Esta quinta-feira, dia 15, é a data limite estabelecida por Manuel Zelaya para voltar ao governo de Honduras com a garantia da realização das eleições programadas para 29 de novembro. O dia ainda não findou, Honduras ainda duas horas a mais do que nós, porém este desejo de Zelaya não se concretizará. Já há dois dias que tem-se a informação de que os negociações já avançaram 90% no caminho do acordo. Mas estes 10% que faltam se constituem na questão crucial, pois envolve a volta de Zelaya à presidência, o que é fortemente contestado pelos atuais ocupantes do poder. Todavia, a proposta feita pelo presidente em exercício Roberto Micheletti, de renunciar ao cargo, parece estar sendo bem aceita. Ele propôs não só a sua renúncia, como também as dos presidentes do Congresso e da Suprema Corte, formando-se um colegiado para dirigir o país até a posse do presidente a ser eleito em novembro. Zelaya poderia apostar na possibilidade desse colegiado lhe restituir o cargo. Mas tudo ainda é muito vago,embora todos insistam que a solução está perto.
AVANÇO
As partes em disputa em Honduras já chegaram a um acordo em 90% dos pontos que estão em discussão, segundo informe emitido após a reunião de ontem. No entanto, no ponto de discórdia está difícil de haver um consenso. Este ponto envolve a volta de Manuel Zelaya à presidência. O atual presidente Roberto Micheletti diz concordar com a volta de Zelaya somente depois das eleições, marcadas para 29 de novembro. Zelaya havia condicionado o seu retorno até esta quinta-feira, dia 15, para que pudesse ser realizada a eleição.
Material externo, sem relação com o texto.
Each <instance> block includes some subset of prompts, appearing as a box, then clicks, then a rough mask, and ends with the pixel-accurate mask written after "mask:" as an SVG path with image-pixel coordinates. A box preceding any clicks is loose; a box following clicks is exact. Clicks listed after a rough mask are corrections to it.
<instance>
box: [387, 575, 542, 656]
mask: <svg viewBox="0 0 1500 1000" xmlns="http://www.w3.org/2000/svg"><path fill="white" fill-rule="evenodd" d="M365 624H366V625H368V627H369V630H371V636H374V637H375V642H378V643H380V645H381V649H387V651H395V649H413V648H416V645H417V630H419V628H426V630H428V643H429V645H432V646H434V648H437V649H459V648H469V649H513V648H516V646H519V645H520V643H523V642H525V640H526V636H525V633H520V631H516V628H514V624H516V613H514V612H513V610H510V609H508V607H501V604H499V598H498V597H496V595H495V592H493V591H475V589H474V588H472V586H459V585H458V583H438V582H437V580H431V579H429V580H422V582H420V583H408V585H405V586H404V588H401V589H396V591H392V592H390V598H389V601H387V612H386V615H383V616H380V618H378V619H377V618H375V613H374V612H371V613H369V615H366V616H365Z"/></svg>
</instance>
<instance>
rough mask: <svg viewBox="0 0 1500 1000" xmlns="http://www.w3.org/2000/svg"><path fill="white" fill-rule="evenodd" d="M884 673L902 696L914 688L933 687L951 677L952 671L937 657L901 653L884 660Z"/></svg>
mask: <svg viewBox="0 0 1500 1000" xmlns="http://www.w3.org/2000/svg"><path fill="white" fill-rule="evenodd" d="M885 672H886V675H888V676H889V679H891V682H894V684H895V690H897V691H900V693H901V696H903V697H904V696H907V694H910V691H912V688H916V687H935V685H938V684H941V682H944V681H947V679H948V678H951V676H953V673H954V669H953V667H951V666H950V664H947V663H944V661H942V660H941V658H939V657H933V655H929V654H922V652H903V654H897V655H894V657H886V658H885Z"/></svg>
Segundo os informes emitidos depois da reunião de ontem, Zelaya já estaria aceitando a hipótese de voltar depois das eleições. Ao mesmo tempo, surge uma outra proposta partida do atual presidente Roberto Micheletti. Este estaria disposto a renunciar, juntamente com os presidentes da Suprema Corte e do Congresso, para a formação de um governo de coalizão, porém, sem contar com a presença de Zelaya. Seria formado um conselho de ministros para comandar o país. Isto significaria uma saída honrosa para Micheletti, mas não para Zelaya. E, como tal, permanece o impasse. No entanto, o chefe das Forças Armadas de Honduras, o general Romeo Vázquez, afirmou nesta quarta-feira que está perto do fim a crise política gerada pelo golpe de Estado que, em 28 de junho, tirou do poder o presidente Manuel Zelaya. Ele disse que uma crise tem início, meio e fim. E que este fim está próximo. É o que todos querem.